Friday, August 16, 2013

Emer O'Kelly: Hospitals' Catholic ethos means pregnant women are still at risk

THE provision in the Protection of Life During Pregnancy Bill that no institution would be permitted to opt out of providing medical termination of a pregnancy in the case of grave danger to the life of a woman was considered "unnecessary". 

It was "highly unlikely" that an institution would refuse to terminate in such circumstances, according to Minister for Health Dr James Reilly. He was explaining why that provision, which had been contained in the draft legislation, was dropped from the final Bill. And he added: "We see absolutely no indication or room for an institution to have a conscientious objection."

The Mater Hospital in Dublin is one of the country's major hospitals. It is a single member company of a parent company called the Mater Misericordiae and the Children's University Hospitals (Temple Street) Ltd. 

And the board of that company comprises the Sisters of Mercy and representatives of the Catholic Archdiocese of Dublin, the Catholic Nurses' Guild of Ireland and the Catholic charity, the Society of St Vincent de Paul.

Last week we learned what the exclusion of the original requirement to provide termination in designated state hospitals means in practice. One of the board members of the Mater, a Fr Kevin Doran, said: "The Mater can't carry out abortions because it goes against its ethos". 

He added: "I would be very concerned that the minister sees fit to make it impossible for hospitals to have their own ethos."

Sr Eugene Nolan, Nurse Tutor at the Mater (who formulates the training given to all nurses there), endorsed Fr Doran's statement: she described the situation facing the hospital as "very, very grave" and added that legislation was "being imposed on it".

The Mater Hospital is part-owned by the Sisters of Mercy, and is managed by its own board, completely independently of the Health Service Executive. It is totally funded, however, by the taxpayer, on whose behalf the legislation was passed.

And now, although there was a rush of possibly embarrassed comment that the board has yet to consider the matter, it is obvious that the Doran statement is a shot across the bows of the new legislation.

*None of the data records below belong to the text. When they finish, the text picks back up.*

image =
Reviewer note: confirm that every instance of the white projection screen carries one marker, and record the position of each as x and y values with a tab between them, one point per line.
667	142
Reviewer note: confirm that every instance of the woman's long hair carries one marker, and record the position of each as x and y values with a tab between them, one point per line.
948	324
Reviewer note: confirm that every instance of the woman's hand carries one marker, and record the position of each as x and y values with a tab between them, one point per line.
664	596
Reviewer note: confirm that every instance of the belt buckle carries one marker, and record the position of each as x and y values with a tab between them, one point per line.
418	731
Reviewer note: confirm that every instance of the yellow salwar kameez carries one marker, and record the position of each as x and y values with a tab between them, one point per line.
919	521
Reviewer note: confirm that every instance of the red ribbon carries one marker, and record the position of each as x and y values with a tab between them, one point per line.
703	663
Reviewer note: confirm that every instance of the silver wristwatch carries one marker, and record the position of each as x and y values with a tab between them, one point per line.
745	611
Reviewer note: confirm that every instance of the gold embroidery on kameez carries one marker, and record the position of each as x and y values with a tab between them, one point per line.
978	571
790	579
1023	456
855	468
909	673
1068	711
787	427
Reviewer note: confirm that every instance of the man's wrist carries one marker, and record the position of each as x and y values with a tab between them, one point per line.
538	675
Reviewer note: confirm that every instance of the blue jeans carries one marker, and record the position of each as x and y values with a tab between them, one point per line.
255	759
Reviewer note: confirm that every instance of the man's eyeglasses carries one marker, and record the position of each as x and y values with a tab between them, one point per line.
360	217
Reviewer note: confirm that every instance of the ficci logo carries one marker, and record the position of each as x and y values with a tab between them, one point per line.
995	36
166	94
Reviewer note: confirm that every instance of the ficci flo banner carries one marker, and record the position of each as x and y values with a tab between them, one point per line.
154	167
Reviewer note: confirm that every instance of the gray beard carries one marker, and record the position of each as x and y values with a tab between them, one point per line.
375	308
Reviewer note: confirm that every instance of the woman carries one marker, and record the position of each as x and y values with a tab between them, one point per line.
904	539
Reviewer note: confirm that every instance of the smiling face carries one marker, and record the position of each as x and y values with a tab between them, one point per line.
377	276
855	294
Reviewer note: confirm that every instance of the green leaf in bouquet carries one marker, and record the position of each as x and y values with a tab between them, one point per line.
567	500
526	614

When the Act designated the Mater as one of two Catholic hospitals not under HSE management which would be required to carry out abortions, that undoubtedly was requiring the hospital to operate under the law of the land, and therefore against its Roman Catholic ethos. 

But no member of the board uttered any defiant public warning between the publication of the draft legislation and the enactment of the Bill.

(The other hospital is St Vincent's University Hospital in Dublin, part-owned by the Sisters of Charity, run by them independently of the HSE, and also funded by the taxpayer).

Once again, we are being told that publicly-funded hospitals have a right to impose their Catholic ethos on their patients, its dominant religious teaching winning out over civil rights for all citizens.

The Mater board, when it has considered the matter raised by Fr Doran, may feel it is in a strong position to defy the law in defence of a "higher ethos". 

It is entitled to: but not with taxpayers' money. 

(St Vincent's Hospital, when asked last week to comment on the Fr Doran statement, said that, as always, it would follow the law of the land.)

The problem lies with what would seem to be, among other things, the naivete of Dr James Reilly, who apparently could not conceive of any Catholic institution trying to get round the law, and allowed the only provision to prevent them trying it to be deleted from the Act. 

In itself, this trusting naivete seems odd, as the entire bitter debate over the Bill was predicated on Catholic belief that there was a moral imperative – their own perception of the equal right to life of mother and child – which would impose a duty on any Catholic to disobey a law which they believe to be against this perception.

There is no question that both the Mater and St Vincent's have an absolute moral and (thanks to the deletion of the original clause in the draft legislation) arguably a legal right to refuse to obey the provisions of the Protection of Life During Pregnancy Act. 

But if they do so, they must accept that they have no right to any public funding, and must look to the resources of the Catholic Church to keep them going.

A further difficulty lies with the fact that, thanks to the provision which was allowed to remain in the final Bill, providing for individual medical personnel to opt out of taking part in abortion in any HSE hospital on grounds of conscientious objection, seriously ill pregnant women are once again in medical limbo.

The matter is made even more alarming by the fact that even hospitals under the administration of the HSE have ethics committees which almost without exception are dominated by the Catholic church – and its teaching. 

It is hypocrisy to pretend otherwise. 

(The exception is Tallaght, which by law is supposed to incorporate the old liberal/Protestant ethos of the Adelaide into its regulation.)

The Vatican thunderbolt uttered by Fr Doran has one advantage: by once again focusing pro-choice thinking, which may have been lulled into a false sense of security that the law is the law, on the very real danger to pregnant women in this country.

Four thousand woman annually will continue to travel to the UK to terminate their pregnancies, almost always traumatically. 

So now the pro-choice lobby must stand up and point out that there is no safety for women in this country if a pregnancy threatens their lives.

The anti-abortionists have ensured that in pursuit of what they call the "equal right to life of mother and child", the mother can be sacrificed to the preservation of the foetus. 

Once again, we are in the Dark Ages.